# African Composers



## macgeek2005 (Apr 1, 2006)

I'd like to listen to classical music composed by Africans. Could be African Americans... African Germans... whatever. I'd be particularly interested to hear works in pre-20th century style, either written in that time period or later.

There's a list of African composers on Wikipedia, but all they are is names.. no pages or information about them. I didn't click them all though.. I figured maybe some of you could quickly point me in the direction of some who have recorded works.


----------



## Art Rock (Nov 28, 2009)

Still, several discs of his symphonies available on Naxos.


----------



## Arsakes (Feb 20, 2012)

I wonder if Ethiopia, the oldest under-sahara civilization has any significant comoser in 19th/20th centuries. Poor guyz don't have oil, so they're ignored most of the time in every aspect.


----------



## Art Rock (Nov 28, 2009)

Samuel Coleridge-Taylor is a famous example of a composer with African roots.


----------



## Delicious Manager (Jul 16, 2008)

Which American president was it who said that there should be no such thing as a hyphenated American? Funny how we forget...


----------



## cjvinthechair (Aug 6, 2012)

Augustus Hailstork - available on Naxos, therefore free on their music library, to which access isn't too difficult.


----------



## clavichorder (May 2, 2011)

I've sometimes wondered if, throughout the history of the classical tradition spanning more than 6 centuries, any western influenced music was being written in Northern Africa or colonial South Africa or other such places.


----------



## principe (Sep 3, 2012)

Traveling and having lived for some years in Africa, I can tell you there is a minimal but genuine interest in Classical Music, particularly in the small rich closed societies, but no composers, or, at least, nothing to be worth mentioning, much more listening to.
When they develop their economies, we may see something quite interesting...(They have voices, talent, stamina. They lack knowledge, exposure to this Music and a basic essence of tuning an instrument, in classical terms). So, not now!

Principe


----------



## ScipioAfricanus (Jan 7, 2010)

Scott Joplin who is known mainly for Rags, wrote the opera Tremonisha


----------



## Huilunsoittaja (Apr 6, 2010)

I'm glad I found the recording below, although it's transposed a step down from original for some reason . Some of my favorite S.C. Taylor.


----------



## Art Rock (Nov 28, 2009)

clavichorder said:


> I've sometimes wondered if, throughout the history of the classical tradition spanning more than 6 centuries, any western influenced music was being written in Northern Africa or colonial South Africa or other such places.



View attachment 8884


Link (highly recommended by the way).


----------



## kinzopiano (9 mo ago)

macgeek2005 said:


> I'd like to listen to classical music composed by Africans. Could be African Americans... African Germans... whatever. I'd be particularly interested to hear works in pre-20th century style, either written in that time period or later.
> 
> There's a list of African composers on Wikipedia, but all they are is names.. no pages or information about them. I didn't click them all though.. I figured maybe some of you could quickly point me in the direction of some who have recorded works.

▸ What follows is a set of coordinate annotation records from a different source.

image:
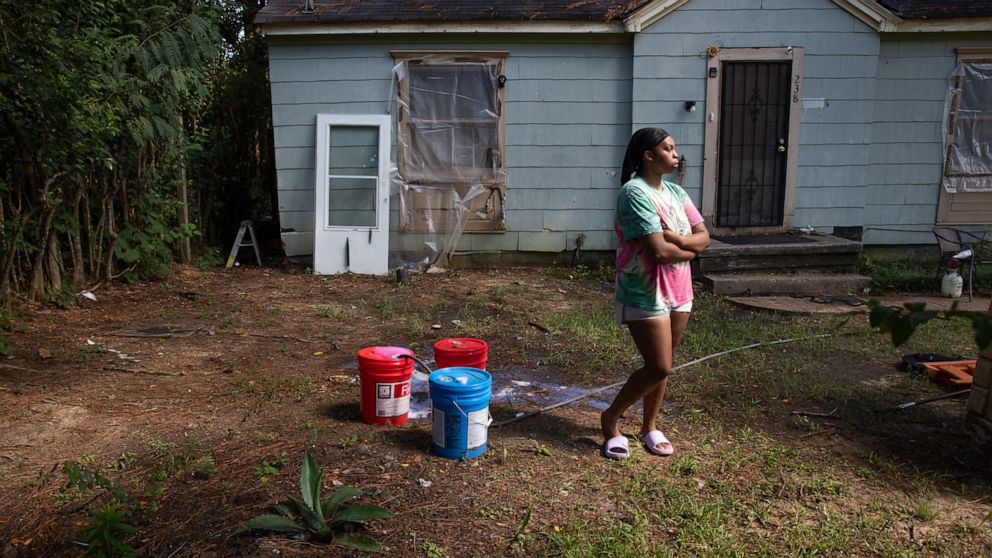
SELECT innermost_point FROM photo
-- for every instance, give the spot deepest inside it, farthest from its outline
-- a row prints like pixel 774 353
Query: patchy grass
pixel 223 425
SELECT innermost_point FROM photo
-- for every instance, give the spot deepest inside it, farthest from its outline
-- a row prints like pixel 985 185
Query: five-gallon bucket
pixel 461 351
pixel 460 413
pixel 385 382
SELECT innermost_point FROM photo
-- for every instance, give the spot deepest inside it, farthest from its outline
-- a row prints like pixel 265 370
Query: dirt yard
pixel 199 394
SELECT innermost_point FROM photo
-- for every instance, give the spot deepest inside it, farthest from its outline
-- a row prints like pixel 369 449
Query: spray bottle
pixel 952 283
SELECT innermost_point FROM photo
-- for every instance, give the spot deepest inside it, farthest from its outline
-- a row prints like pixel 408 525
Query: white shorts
pixel 625 313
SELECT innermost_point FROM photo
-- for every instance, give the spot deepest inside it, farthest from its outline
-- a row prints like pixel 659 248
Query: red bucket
pixel 461 351
pixel 385 375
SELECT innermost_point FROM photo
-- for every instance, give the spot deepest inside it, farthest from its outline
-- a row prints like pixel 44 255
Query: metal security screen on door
pixel 351 194
pixel 754 132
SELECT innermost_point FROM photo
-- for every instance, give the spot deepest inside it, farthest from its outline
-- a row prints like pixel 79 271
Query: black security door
pixel 754 136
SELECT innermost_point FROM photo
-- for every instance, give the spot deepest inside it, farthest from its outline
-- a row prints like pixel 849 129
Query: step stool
pixel 240 243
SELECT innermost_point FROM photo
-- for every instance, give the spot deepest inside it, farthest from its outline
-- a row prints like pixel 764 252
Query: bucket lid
pixel 383 353
pixel 460 377
pixel 462 345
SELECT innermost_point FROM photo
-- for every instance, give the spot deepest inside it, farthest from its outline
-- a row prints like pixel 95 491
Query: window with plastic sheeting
pixel 966 192
pixel 450 141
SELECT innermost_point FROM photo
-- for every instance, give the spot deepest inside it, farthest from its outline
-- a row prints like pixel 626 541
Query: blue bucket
pixel 460 411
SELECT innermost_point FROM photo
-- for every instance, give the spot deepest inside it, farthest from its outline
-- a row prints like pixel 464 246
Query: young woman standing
pixel 659 231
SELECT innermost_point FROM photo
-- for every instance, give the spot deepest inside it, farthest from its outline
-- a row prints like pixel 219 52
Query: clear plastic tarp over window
pixel 450 176
pixel 968 129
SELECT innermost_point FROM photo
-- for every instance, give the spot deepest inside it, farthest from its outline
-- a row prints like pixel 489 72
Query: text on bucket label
pixel 392 400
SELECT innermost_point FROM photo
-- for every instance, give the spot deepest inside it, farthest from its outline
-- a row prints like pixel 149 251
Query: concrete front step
pixel 816 252
pixel 804 282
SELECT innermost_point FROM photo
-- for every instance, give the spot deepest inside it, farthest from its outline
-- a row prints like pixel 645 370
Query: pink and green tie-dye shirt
pixel 642 210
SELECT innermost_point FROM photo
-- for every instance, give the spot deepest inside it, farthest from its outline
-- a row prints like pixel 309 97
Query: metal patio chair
pixel 963 246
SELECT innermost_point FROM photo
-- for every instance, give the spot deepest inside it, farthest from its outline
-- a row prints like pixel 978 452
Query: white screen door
pixel 351 202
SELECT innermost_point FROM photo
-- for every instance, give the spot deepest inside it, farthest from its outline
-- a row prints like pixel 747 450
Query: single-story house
pixel 499 127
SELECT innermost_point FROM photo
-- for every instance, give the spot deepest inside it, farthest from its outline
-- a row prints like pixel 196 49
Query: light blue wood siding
pixel 840 62
pixel 907 143
pixel 568 107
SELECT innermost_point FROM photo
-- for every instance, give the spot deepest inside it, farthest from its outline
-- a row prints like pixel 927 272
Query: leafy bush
pixel 103 537
pixel 323 520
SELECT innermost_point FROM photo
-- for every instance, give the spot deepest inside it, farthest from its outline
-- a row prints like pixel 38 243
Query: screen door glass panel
pixel 754 135
pixel 353 176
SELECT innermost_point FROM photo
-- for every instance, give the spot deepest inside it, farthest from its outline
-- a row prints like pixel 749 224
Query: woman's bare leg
pixel 654 398
pixel 653 339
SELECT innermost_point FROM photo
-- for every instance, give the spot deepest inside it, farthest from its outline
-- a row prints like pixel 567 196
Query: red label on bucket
pixel 392 399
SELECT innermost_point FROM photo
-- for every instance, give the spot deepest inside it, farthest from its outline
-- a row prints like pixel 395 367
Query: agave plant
pixel 325 520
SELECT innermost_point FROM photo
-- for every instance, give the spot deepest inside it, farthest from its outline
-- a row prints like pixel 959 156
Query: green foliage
pixel 6 326
pixel 210 258
pixel 106 529
pixel 901 323
pixel 323 520
pixel 104 534
pixel 85 478
pixel 98 112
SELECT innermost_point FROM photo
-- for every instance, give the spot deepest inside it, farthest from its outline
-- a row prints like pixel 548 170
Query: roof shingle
pixel 939 9
pixel 367 11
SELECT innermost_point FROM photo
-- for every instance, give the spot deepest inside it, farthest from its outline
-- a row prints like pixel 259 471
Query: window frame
pixel 487 213
pixel 962 208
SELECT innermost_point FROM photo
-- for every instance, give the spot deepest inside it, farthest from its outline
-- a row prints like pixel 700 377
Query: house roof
pixel 942 9
pixel 369 11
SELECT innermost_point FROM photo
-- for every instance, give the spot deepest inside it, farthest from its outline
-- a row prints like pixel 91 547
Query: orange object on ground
pixel 951 372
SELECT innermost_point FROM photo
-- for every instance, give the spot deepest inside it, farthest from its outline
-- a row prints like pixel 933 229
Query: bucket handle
pixel 418 361
pixel 489 419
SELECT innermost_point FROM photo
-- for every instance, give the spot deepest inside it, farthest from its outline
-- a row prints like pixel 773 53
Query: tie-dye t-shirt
pixel 641 210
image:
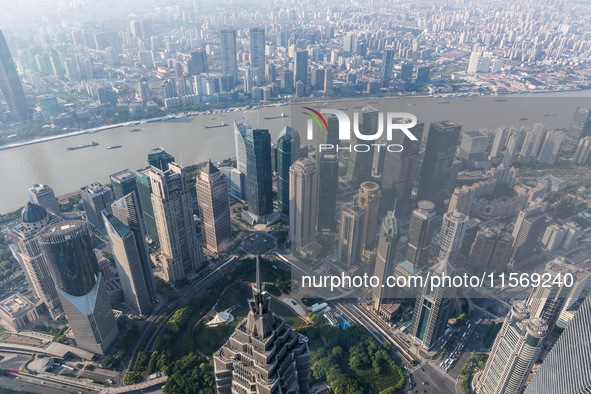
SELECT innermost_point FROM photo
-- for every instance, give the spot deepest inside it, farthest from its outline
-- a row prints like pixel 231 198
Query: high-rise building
pixel 350 246
pixel 432 311
pixel 385 257
pixel 95 198
pixel 198 63
pixel 123 183
pixel 214 208
pixel 125 227
pixel 228 47
pixel 263 355
pixel 452 234
pixel 514 352
pixel 387 63
pixel 43 195
pixel 329 136
pixel 474 63
pixel 328 187
pixel 300 67
pixel 548 301
pixel 67 249
pixel 359 165
pixel 440 152
pixel 303 202
pixel 259 187
pixel 400 172
pixel 583 152
pixel 288 151
pixel 514 142
pixel 472 148
pixel 406 71
pixel 567 368
pixel 160 159
pixel 528 228
pixel 551 147
pixel 491 250
pixel 420 234
pixel 240 128
pixel 25 250
pixel 10 83
pixel 257 53
pixel 498 142
pixel 368 198
pixel 461 200
pixel 128 262
pixel 144 190
pixel 580 127
pixel 540 130
pixel 180 252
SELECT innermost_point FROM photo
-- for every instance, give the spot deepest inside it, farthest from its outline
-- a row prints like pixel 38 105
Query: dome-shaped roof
pixel 32 213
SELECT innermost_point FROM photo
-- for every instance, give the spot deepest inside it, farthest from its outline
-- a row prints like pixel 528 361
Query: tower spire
pixel 258 280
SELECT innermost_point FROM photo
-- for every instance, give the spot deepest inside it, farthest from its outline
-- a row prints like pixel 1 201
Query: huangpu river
pixel 190 142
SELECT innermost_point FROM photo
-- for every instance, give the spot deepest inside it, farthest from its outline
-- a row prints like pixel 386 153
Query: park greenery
pixel 350 361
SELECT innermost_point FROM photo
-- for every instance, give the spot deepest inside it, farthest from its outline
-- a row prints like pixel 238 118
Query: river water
pixel 189 142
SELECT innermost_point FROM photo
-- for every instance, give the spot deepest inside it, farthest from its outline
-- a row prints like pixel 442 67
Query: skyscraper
pixel 528 228
pixel 259 187
pixel 387 60
pixel 95 198
pixel 400 172
pixel 300 67
pixel 240 127
pixel 548 301
pixel 144 190
pixel 123 183
pixel 26 251
pixel 583 152
pixel 160 159
pixel 125 230
pixel 228 47
pixel 329 136
pixel 214 208
pixel 491 250
pixel 452 234
pixel 432 311
pixel 350 246
pixel 263 355
pixel 303 202
pixel 359 166
pixel 198 63
pixel 368 198
pixel 514 352
pixel 551 147
pixel 498 142
pixel 257 53
pixel 514 142
pixel 180 252
pixel 43 195
pixel 580 127
pixel 567 368
pixel 328 187
pixel 288 151
pixel 10 83
pixel 67 249
pixel 440 152
pixel 386 256
pixel 420 233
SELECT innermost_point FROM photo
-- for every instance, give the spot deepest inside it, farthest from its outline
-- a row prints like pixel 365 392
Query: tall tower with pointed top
pixel 263 355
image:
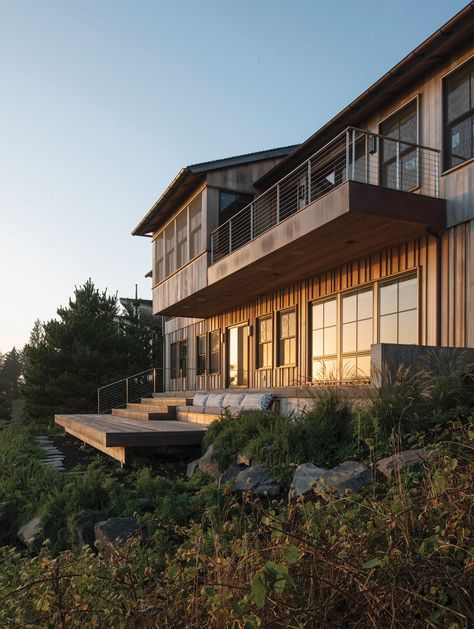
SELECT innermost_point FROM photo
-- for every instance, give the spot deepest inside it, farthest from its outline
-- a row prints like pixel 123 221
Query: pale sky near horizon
pixel 103 101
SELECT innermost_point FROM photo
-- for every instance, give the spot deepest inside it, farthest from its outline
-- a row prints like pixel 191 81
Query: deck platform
pixel 115 436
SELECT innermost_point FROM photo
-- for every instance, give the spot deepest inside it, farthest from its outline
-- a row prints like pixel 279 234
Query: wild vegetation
pixel 91 343
pixel 398 553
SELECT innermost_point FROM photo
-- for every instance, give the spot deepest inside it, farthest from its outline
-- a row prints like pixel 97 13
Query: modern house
pixel 315 264
pixel 296 266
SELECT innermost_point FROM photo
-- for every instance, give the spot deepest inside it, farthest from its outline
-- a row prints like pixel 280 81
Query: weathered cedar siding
pixel 415 255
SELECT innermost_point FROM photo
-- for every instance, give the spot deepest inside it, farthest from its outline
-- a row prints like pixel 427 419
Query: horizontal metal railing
pixel 353 155
pixel 157 380
pixel 131 389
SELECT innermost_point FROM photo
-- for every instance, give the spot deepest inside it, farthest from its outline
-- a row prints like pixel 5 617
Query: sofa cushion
pixel 256 402
pixel 213 410
pixel 232 399
pixel 215 399
pixel 200 399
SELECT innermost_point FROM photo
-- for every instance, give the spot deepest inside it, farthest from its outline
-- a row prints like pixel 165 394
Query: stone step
pixel 125 412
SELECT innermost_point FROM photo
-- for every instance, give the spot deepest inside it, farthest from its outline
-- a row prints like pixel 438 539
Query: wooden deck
pixel 114 435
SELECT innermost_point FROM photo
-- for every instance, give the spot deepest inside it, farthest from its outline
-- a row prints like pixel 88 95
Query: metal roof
pixel 429 53
pixel 188 177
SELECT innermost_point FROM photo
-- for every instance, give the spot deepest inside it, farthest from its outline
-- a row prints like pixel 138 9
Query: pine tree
pixel 68 358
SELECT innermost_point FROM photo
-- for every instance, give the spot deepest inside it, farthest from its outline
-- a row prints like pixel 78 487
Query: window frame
pixel 210 369
pixel 267 317
pixel 200 369
pixel 416 101
pixel 279 314
pixel 445 168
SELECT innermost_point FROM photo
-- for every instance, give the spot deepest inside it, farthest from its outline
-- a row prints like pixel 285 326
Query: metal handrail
pixel 342 153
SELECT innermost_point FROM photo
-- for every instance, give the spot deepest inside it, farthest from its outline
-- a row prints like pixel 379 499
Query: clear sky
pixel 103 101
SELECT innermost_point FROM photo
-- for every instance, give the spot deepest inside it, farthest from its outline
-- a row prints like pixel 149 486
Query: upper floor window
pixel 399 160
pixel 230 203
pixel 264 342
pixel 195 235
pixel 214 351
pixel 459 116
pixel 399 311
pixel 287 337
pixel 179 242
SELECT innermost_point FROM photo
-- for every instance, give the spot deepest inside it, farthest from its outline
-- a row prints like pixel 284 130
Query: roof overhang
pixel 433 50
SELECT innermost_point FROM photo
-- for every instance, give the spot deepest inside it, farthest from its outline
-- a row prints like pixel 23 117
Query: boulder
pixel 304 479
pixel 257 480
pixel 348 475
pixel 116 530
pixel 244 459
pixel 30 533
pixel 206 464
pixel 85 527
pixel 407 458
pixel 231 473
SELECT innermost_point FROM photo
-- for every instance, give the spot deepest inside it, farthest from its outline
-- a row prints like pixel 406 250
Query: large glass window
pixel 158 260
pixel 195 235
pixel 264 342
pixel 182 239
pixel 178 359
pixel 201 354
pixel 287 337
pixel 459 116
pixel 399 311
pixel 214 351
pixel 357 333
pixel 170 265
pixel 324 339
pixel 399 161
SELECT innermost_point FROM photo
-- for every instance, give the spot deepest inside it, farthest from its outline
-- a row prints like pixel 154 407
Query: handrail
pixel 354 154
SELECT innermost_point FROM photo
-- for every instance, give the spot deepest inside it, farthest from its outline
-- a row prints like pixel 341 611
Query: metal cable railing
pixel 354 155
pixel 131 389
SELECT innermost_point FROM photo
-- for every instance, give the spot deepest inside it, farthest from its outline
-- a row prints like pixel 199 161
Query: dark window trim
pixel 444 95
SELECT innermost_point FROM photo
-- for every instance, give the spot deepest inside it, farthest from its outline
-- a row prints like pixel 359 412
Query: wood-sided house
pixel 295 266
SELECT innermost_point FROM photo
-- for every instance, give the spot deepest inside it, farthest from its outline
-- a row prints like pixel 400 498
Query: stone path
pixel 53 457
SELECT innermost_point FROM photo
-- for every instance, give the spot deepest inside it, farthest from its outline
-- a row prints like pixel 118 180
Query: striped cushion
pixel 200 399
pixel 256 402
pixel 215 399
pixel 232 399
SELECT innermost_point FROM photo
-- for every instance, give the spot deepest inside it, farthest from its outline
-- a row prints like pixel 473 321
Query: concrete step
pixel 144 415
pixel 154 409
pixel 172 401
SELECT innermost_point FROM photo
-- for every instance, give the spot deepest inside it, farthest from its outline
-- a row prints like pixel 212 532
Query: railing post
pixel 347 153
pixel 278 203
pixel 353 154
pixel 309 181
pixel 367 165
pixel 398 165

You can check out this video recording of popular music compositions by Akin Euba - Scene from Traditional life


----------



## kinzopiano (9 mo ago)

macgeek2005 said:


> I'd like to listen to classical music composed by Africans. Could be African Americans... African Germans... whatever. I'd be particularly interested to hear works in pre-20th century style, either written in that time period or later.
> 
> There's a list of African composers on Wikipedia, but all they are is names.. no pages or information about them. I didn't click them all though.. I figured maybe some of you could quickly point me in the direction of some who have recorded works.


You can also check out this video by Kingsley Otoijamun 👉 African Pianism on YouTube.

I am pretty sure you would like it.


----------



## Enthusiast (Mar 5, 2016)

Isn't the griot tradition in much of West Africa a classical tradition, albeit not a _western_ classical one?


----------